What I would do is use the save as function and save as a Word file, make the changes in Word, then re-save as a PDF file. Word allows you to change page size very easily, plus you can change pictures to Jpeg and save lots of file space. Word can easily save as a

Participant
December 1, 2014

I had the same problem - converting a Powerpoint presentation to a letter-sized PDF. The suggestion above about opening it in Preview and then Exporting to PDF worked for me. If you click the Details button in the Save dialog it should say Letter. I did rename the file, just in case. When I opened the resulting PDF in Acrobat, it was scaled and rotated to fit letter size in Portrait view. There was obviously "letter-boxing" but the proportions were correct.

Participant
October 21, 2014

Hi there

I had the opposite problem, i.e.
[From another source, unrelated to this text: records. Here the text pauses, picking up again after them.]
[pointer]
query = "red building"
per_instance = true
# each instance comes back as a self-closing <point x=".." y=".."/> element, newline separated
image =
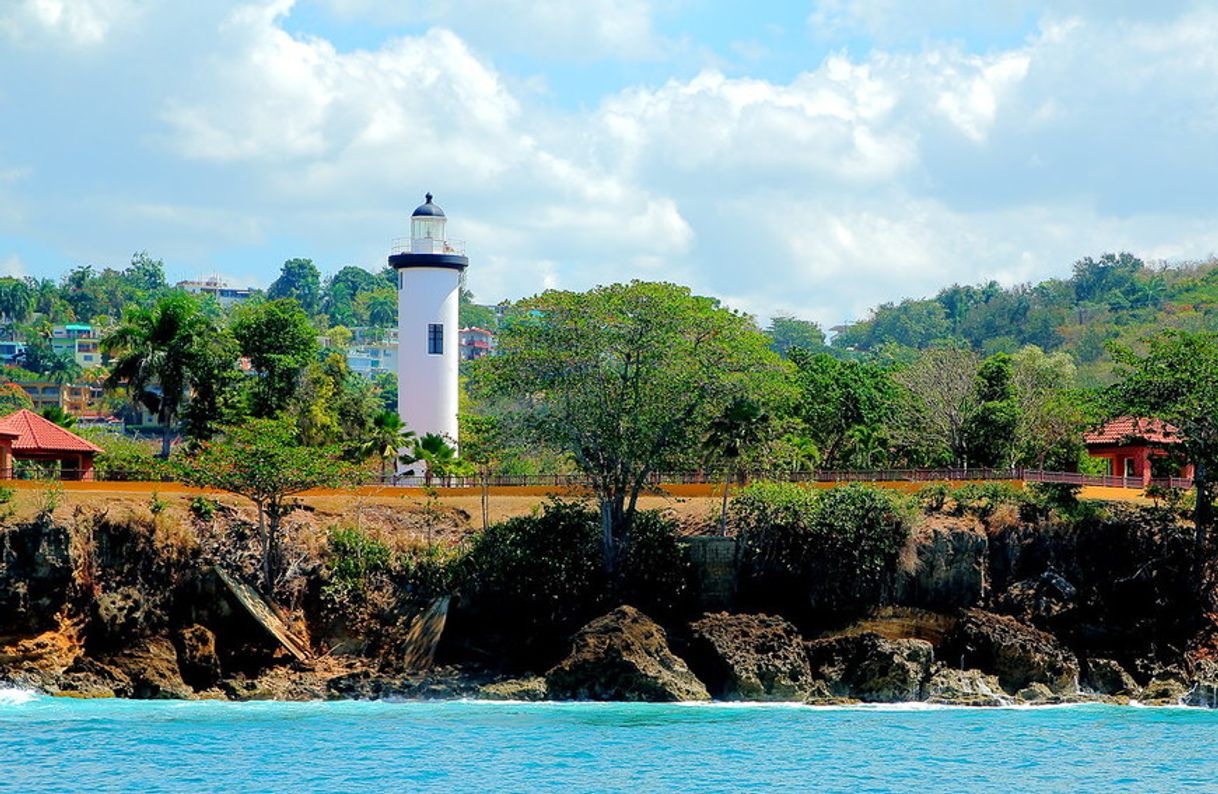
<point x="27" y="436"/>
<point x="1137" y="448"/>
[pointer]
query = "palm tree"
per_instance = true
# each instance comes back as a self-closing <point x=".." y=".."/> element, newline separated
<point x="154" y="350"/>
<point x="742" y="425"/>
<point x="440" y="458"/>
<point x="387" y="437"/>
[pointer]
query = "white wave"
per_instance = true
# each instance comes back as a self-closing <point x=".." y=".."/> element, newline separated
<point x="12" y="697"/>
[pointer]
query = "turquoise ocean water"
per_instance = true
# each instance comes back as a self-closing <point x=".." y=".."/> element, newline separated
<point x="55" y="745"/>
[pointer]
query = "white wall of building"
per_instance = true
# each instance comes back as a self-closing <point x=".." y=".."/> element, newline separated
<point x="426" y="382"/>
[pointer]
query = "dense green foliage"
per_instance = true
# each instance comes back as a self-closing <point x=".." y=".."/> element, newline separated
<point x="1115" y="297"/>
<point x="817" y="554"/>
<point x="625" y="379"/>
<point x="541" y="575"/>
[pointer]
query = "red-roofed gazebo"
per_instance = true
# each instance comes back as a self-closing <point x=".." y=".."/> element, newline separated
<point x="27" y="436"/>
<point x="1129" y="443"/>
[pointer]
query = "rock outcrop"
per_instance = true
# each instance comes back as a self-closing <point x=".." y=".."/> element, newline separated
<point x="948" y="570"/>
<point x="749" y="658"/>
<point x="531" y="688"/>
<point x="871" y="669"/>
<point x="623" y="655"/>
<point x="151" y="666"/>
<point x="1018" y="655"/>
<point x="948" y="686"/>
<point x="196" y="656"/>
<point x="1107" y="677"/>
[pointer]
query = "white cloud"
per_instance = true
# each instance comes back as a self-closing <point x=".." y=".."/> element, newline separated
<point x="866" y="177"/>
<point x="587" y="29"/>
<point x="79" y="22"/>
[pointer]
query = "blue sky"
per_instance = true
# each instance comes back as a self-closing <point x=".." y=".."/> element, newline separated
<point x="809" y="157"/>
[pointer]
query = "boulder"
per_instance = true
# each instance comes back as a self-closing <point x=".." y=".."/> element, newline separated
<point x="1107" y="677"/>
<point x="118" y="615"/>
<point x="1016" y="653"/>
<point x="749" y="658"/>
<point x="951" y="687"/>
<point x="1040" y="599"/>
<point x="151" y="666"/>
<point x="623" y="655"/>
<point x="531" y="688"/>
<point x="870" y="667"/>
<point x="196" y="656"/>
<point x="1165" y="689"/>
<point x="948" y="570"/>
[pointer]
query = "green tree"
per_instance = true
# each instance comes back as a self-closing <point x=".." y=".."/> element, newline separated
<point x="300" y="280"/>
<point x="386" y="440"/>
<point x="14" y="397"/>
<point x="625" y="379"/>
<point x="742" y="425"/>
<point x="279" y="341"/>
<point x="437" y="457"/>
<point x="842" y="402"/>
<point x="1175" y="380"/>
<point x="16" y="300"/>
<point x="155" y="351"/>
<point x="938" y="407"/>
<point x="787" y="333"/>
<point x="263" y="462"/>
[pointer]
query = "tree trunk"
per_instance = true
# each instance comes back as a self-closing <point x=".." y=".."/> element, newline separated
<point x="722" y="512"/>
<point x="264" y="536"/>
<point x="486" y="499"/>
<point x="1201" y="518"/>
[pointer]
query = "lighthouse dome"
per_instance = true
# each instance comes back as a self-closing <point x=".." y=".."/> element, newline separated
<point x="428" y="210"/>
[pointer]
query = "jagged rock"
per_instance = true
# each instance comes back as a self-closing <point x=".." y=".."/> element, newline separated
<point x="35" y="577"/>
<point x="1106" y="676"/>
<point x="151" y="665"/>
<point x="949" y="569"/>
<point x="119" y="614"/>
<point x="623" y="655"/>
<point x="531" y="688"/>
<point x="954" y="687"/>
<point x="1167" y="688"/>
<point x="869" y="667"/>
<point x="1017" y="654"/>
<point x="196" y="656"/>
<point x="91" y="678"/>
<point x="1040" y="599"/>
<point x="749" y="658"/>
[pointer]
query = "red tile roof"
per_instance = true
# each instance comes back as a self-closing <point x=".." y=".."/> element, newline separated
<point x="1133" y="429"/>
<point x="34" y="434"/>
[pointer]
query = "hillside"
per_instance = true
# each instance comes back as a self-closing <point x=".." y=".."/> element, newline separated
<point x="1113" y="298"/>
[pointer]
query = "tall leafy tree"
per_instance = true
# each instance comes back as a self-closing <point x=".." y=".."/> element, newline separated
<point x="625" y="379"/>
<point x="300" y="280"/>
<point x="787" y="333"/>
<point x="156" y="350"/>
<point x="837" y="398"/>
<point x="279" y="341"/>
<point x="264" y="462"/>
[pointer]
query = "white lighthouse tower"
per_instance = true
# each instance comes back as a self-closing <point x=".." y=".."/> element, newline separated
<point x="429" y="274"/>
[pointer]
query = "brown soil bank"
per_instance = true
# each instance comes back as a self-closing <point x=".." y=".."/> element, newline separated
<point x="123" y="599"/>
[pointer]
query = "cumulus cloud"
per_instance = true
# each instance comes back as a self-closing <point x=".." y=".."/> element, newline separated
<point x="865" y="177"/>
<point x="79" y="22"/>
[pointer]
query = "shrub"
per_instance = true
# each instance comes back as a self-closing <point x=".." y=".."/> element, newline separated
<point x="204" y="508"/>
<point x="124" y="458"/>
<point x="819" y="557"/>
<point x="934" y="496"/>
<point x="353" y="558"/>
<point x="538" y="576"/>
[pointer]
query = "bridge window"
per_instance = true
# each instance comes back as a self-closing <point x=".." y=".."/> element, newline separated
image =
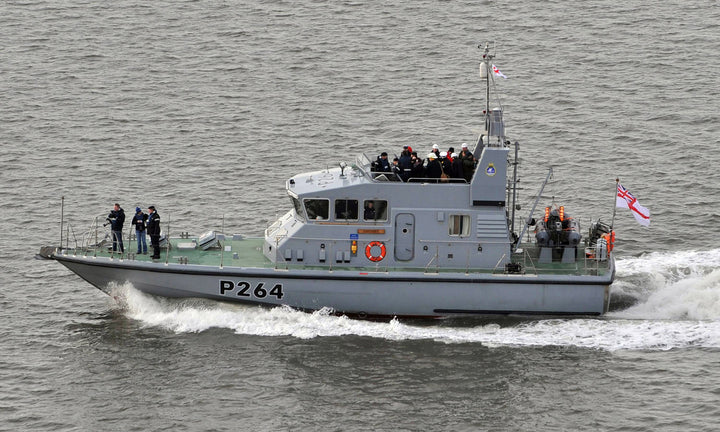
<point x="459" y="225"/>
<point x="345" y="209"/>
<point x="298" y="208"/>
<point x="317" y="209"/>
<point x="375" y="210"/>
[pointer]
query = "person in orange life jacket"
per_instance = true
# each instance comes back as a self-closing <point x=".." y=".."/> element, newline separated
<point x="139" y="223"/>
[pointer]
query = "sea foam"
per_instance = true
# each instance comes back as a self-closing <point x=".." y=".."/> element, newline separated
<point x="678" y="307"/>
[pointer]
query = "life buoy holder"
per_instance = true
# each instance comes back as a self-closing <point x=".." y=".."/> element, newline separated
<point x="369" y="253"/>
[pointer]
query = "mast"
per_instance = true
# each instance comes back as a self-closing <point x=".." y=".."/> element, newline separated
<point x="485" y="74"/>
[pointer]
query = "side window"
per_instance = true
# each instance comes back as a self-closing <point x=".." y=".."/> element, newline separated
<point x="345" y="209"/>
<point x="298" y="208"/>
<point x="317" y="209"/>
<point x="375" y="210"/>
<point x="459" y="225"/>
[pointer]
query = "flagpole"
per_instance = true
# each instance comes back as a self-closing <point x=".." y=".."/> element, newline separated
<point x="612" y="223"/>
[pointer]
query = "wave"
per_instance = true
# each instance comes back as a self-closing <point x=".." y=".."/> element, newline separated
<point x="670" y="285"/>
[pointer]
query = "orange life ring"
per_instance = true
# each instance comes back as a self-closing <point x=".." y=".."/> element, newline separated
<point x="368" y="251"/>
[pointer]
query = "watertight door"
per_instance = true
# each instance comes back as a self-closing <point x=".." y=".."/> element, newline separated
<point x="404" y="236"/>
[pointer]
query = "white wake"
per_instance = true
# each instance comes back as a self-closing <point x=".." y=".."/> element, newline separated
<point x="678" y="306"/>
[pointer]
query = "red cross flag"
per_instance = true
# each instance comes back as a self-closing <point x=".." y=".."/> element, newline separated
<point x="626" y="200"/>
<point x="497" y="72"/>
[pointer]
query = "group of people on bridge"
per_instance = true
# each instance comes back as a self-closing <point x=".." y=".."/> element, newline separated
<point x="442" y="166"/>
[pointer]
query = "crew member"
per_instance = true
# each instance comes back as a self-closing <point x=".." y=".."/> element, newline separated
<point x="369" y="211"/>
<point x="139" y="223"/>
<point x="434" y="169"/>
<point x="153" y="230"/>
<point x="116" y="218"/>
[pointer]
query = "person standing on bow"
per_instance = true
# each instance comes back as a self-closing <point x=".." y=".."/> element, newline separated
<point x="153" y="230"/>
<point x="139" y="223"/>
<point x="116" y="218"/>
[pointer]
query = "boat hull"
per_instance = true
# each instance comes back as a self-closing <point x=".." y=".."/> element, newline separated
<point x="358" y="293"/>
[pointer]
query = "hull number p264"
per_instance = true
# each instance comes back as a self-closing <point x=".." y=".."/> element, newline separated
<point x="245" y="289"/>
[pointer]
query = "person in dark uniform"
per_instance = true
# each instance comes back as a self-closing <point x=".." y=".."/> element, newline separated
<point x="434" y="169"/>
<point x="383" y="165"/>
<point x="468" y="162"/>
<point x="153" y="230"/>
<point x="405" y="164"/>
<point x="456" y="167"/>
<point x="369" y="211"/>
<point x="445" y="164"/>
<point x="418" y="170"/>
<point x="116" y="218"/>
<point x="139" y="223"/>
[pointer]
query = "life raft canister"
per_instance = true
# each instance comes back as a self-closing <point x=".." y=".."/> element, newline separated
<point x="610" y="239"/>
<point x="369" y="253"/>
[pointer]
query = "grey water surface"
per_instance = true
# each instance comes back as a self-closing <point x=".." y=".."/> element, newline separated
<point x="205" y="108"/>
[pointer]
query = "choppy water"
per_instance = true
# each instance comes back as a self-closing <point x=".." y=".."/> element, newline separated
<point x="205" y="108"/>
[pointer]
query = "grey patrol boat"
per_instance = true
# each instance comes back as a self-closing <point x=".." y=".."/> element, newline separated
<point x="455" y="255"/>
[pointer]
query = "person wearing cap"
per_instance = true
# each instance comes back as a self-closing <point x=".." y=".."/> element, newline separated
<point x="451" y="152"/>
<point x="405" y="162"/>
<point x="434" y="169"/>
<point x="139" y="223"/>
<point x="417" y="171"/>
<point x="153" y="230"/>
<point x="397" y="172"/>
<point x="436" y="150"/>
<point x="468" y="162"/>
<point x="445" y="164"/>
<point x="456" y="167"/>
<point x="383" y="165"/>
<point x="116" y="218"/>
I had pages scanned somewhere between A4 and A5 and I wanted to convert them all to A4 before printing. I selected all of them in the page thumbnail (left pan), then used Tools --> Print Production -->Set Page Boxes. That opened up a screen and I adjusted the page size as well as Xoff and Yoff (how the smaller page is positioned over larger new page area). That gave me an output file which is now in A4 size and original pages of different sizes fitting well.

October 8, 2014

Not exactly what you're looking for but to print to a PDF where you can scale the file try opening it in Preview and then printing a PDF from there.